Depois que o corpo desocupou o quarto do asilo, onde aquela
mulher passou boa parte da sua vida, a responsável pela limpeza encontrou em
uma gaveta ao lado da cama, umas anotações. Um diário sobre a dor... Sobre a
dor que ela sentiu por ter sido abandonada pela família num lar para idosos...
Talvez o sofrimento fosse muito maior, mas as palavras só permitem extravasar
uma parte desse sentimento, gravado em algumas frases:
Onde andarão meus filhos? Aquelas crianças sorridentes que
embalei em meu colo, alimentei com meu leite, cuidei com tanto desvelo, onde
estarão? Estarão tão ocupadas? Talvez, que não possam me visitar, ao menos para
dizer olá, mamãe? Ah! Se eles soubessem como é triste sentir a dor do
abandono... A mais deprimente solidão... Se ao menos eu pudesse andar...
Mas dependo das mãos generosas dessas moças que me levam
todos os dias para tomar sol no jardim... Jardim que já conheço como a palma da
minha mão.
Os anos passam e meus filhos não entram por aquela porta, de
braços abertos, para me envolver com carinho...
Os dias passam... E com eles a esperança se vai... No
começo, a esperança me alimentava, ou eu a alimentava, não sei... Mas, agora...
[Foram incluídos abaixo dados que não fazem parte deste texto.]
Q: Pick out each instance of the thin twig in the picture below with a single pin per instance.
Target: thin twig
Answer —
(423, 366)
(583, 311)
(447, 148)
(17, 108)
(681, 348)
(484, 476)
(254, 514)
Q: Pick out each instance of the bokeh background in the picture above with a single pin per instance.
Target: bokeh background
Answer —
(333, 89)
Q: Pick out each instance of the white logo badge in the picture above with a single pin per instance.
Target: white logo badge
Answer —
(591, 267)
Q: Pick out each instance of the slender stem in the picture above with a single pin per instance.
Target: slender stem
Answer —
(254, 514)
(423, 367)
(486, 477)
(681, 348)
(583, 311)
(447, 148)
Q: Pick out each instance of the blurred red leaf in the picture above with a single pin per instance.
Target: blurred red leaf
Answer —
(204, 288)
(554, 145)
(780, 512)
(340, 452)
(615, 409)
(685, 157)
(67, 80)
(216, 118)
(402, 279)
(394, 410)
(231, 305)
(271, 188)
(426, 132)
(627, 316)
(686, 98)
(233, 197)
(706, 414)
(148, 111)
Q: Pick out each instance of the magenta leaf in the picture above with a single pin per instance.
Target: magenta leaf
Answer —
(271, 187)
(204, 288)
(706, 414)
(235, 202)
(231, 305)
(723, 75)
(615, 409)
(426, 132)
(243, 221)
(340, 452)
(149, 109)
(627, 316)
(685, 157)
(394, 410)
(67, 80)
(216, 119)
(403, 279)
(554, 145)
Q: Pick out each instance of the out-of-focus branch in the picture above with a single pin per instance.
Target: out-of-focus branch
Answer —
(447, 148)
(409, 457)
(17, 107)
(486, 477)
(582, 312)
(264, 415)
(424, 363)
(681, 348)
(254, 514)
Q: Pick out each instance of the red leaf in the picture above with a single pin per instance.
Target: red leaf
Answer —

Como esquecer que fui esquecida? Como engolir esse nó que teima em ficar em
minha garganta, dia após dia?
Todas as lágrimas que chorei não foram suficientes para
desfazê-lo. Sinto que o crepúsculo desta existência se aproxima... Queria saber
dos meus filhos... Dos meus netos... Será que ao menos se lembram de mim? A
esperança, agora, parece estar atrelada aos minutos... Que a arrastam sem
misericórdia... Para longe de mim.
Às vezes, em sonhos, vejo um lindo jardim... É um jardim
diferente, que transcende os muros deste albergue e se abre em caminhos
floridos que levam a outra realidade, onde braços afetuosos me esperam com amor
e alegria... Mas, quando eu acordo, é a minha realidade que eu vejo... Que eu
vivo... Que eu sinto... Um dia alguém me disse que a vida não se acaba num
túmulo escuro e silencioso... Que a vida continua após a morte, de outra
forma... Mas com certeza a minha matéria, a minha mente, o meu eu dessa vida
que vivo agora, com o nome que tenho... Nunca mais existirá! E quando a morte
chegar, só restará a saudade que com o passar do tempo se ameniza... (se é que
alguém vai sentir saudade de mim, já que não sentem enquanto ainda estou viva
neste asilo)
Sinto que a minha hora está chegando. Depois que eu partir,
gostaria que alguém encontrasse essas minhas anotações e as divulgasse. E que
elas pudessem tocar os corações dos filhos que internam seus pais em asilos, e
jamais os visitam... Que eles possam saber um pouco sobre a dor de alguém que
sente o que é ser abandonado... Pensai que a cada pai e a cada mãe Deus
perguntará: "- O que fizestes do filho confiado a vossa guarda?" e
aos filhos: "- O que fizestes aos vossos pais?"